This repository contains code for solving Partially observable environments using off-policy model-free reinforcement learning algorithms such as Q-learning and Soft Actor-Critic. Our approach shows a significant boost in performance over traditional recurrent Q-learning on a wide variety of partially observable benchmarks.
In this work we used two approaches for learning state representations for partially-observable environments:
- **Generative model learning (RQL-AIS) **
- In this approach a generative model is trained to predict next step observations and current step rewards. We are using maximum mean discrepancy loss for observation prediction and Mean-squared error loss for reward prediction. In this case the recurrent component is trained in the model learning phase and it is frozen in the reinforcement learning phase.

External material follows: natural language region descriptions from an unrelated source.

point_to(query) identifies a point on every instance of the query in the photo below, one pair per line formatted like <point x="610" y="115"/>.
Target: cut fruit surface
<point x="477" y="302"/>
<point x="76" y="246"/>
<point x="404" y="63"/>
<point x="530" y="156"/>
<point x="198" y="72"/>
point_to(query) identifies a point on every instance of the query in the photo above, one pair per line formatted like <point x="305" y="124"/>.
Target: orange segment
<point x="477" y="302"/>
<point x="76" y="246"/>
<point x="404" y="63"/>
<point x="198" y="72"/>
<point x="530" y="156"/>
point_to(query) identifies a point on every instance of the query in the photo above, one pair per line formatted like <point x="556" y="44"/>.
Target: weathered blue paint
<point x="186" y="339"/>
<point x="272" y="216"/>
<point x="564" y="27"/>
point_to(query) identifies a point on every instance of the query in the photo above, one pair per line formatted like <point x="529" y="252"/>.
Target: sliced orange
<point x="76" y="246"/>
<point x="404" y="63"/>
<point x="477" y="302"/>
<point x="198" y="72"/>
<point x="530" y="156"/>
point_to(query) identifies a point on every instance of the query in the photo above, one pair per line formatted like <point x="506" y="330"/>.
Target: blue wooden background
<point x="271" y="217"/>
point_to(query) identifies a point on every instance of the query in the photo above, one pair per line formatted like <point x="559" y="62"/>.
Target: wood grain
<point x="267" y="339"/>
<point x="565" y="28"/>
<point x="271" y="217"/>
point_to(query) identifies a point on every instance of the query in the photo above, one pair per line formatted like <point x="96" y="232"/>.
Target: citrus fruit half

- **No seperate model learning (ND-R2D@2) **
- In this approach the model is not trained individually and the recurrent component is trained alongside the Q and policy network during the reinforcement learning phase.
The non-distributed variant of R2D2 is used as the RL algorithm. (https://www.deepmind.com/publications/recurrent-experience-replay-in-distributed-reinforcement-learning)
Three classes of experiments are presented (followed by their env_name
input arguments used.)
- Low-dimensional environments
- Tiger:
Tiger
- Voicemail:
Voicemail
- Cheese Maze:
Cheesemaze
- Tiger:
- Moderate-dimensional environments
- Rock Sample:
RockSampling
- Drone Surveillance:
DroneSurveillance
- Rock Sample:
- High-dimensional environments
- Compatible with environments from the MiniGrid family. (Please note that pretrained observation encoders are used for compressing the observations. The encoder weights for many MiniGrid environments are included in the autoencoder folder.
This program accepts the following command line arguments:
Option | Description |
---|---|
--rl_alg |
Reinforcement learning algorithm used for training the Policy/Q networks. Only recurrent Q-learning is implemented at present. Use 'QL' for Q-learning. |
--model_alg |
This specifies whether model-learning is done or not. 'AIS' is for model learning (RQL-AIS). 'None' is for no model learning (ND-R2D2). |
--num_seeds |
Total number of times the experiments is run. Experiment number i is run on seed number i |
--exp_name |
Experiment name which is used as a prefix in directory name (The prefix is followed by time and date of the experiment in the directory name used) |
--env_name |
The environment name. |
--batch_size |
The batch size used for AIS updates and reinforcement learning updates. This specifies the number of samples drawn from the buffer. Each trajectory has a fixed length (learning_obs_len) |
--hidden_size |
The number of neurons in the hidden layers of the Q network. |
--gamma |
Discount Factor |
--AIS_state_size |
The size of the hidden vector and the output of the LSTM used as state representation for the POMDP. |
--rl_lr |
The learning rate used for updating Q networks and the LSTMs (for ND-R2D2) and only the Q-network (for RQL-AIS) |
--AIS_lr |
The learning rate used for updating the AIS components (for RQL-AIS). |
--num_steps |
Total number of training steps taken in the environment. |
--target_update_interval |
This specifies the environment step intervals after which the target Q network (and target LSTM in case of ND-R2D2) is updated. |
--replay_size |
This spcecifies the number of episodes that are stored in the replay memory. After the replay buffer is filled, new experience episodes will overwrite the least recenet episodes in the buffer. |
--cuda |
If set to True, GPU will be used. |
--AIS_lambda |
The hyperparameter which specifies how we are averaging between reward learning loss and next observation predictions loss in the AIS learning phase. |
--max_env_steps |
The maximum number of steps that the agent is allowed to take in each episode. |
--logging_freq |
The frequency in terms of environment steps in which we evaluate the agent, log the results and save the neural network parameters on disk. |
--rl_update_every_n_steps |
It specifies the frequency in terms of environment steps at which we do reinforcement learning updates. |
--EPS_start |
This specifies the start value for the epsilon hyperparameter used in Q-learning for exploration. |
--EPS_decay |
This specifies decay rate for the epsilon hyperparameter used in Q-learning for exploration |
--EPS_end |
This specifies the end value for the epsilon hyperparameter used in Q-learning for exploration |
--burn_in_len |
Length of the preceding Burn-In Sequence saved with each sample in the R2D2 buffer. |
--learning_obs_len |
Sequence length of R2D2 samples. |
--forward_len |
The multi-step Q-learning length. |
--test_epsilon |
Epsilon value used at test time. Default is 0. |
--QL_VAE_disable |
Specifies whether the pretrained autoencoders should be disabled for ND-R2D2 or not. Default is false meaning the pretrained autoencoders are used for ND-R2D2 experiments. |
--PER |
Specifies whether prioritized experience replay should be used or not. Default is False. |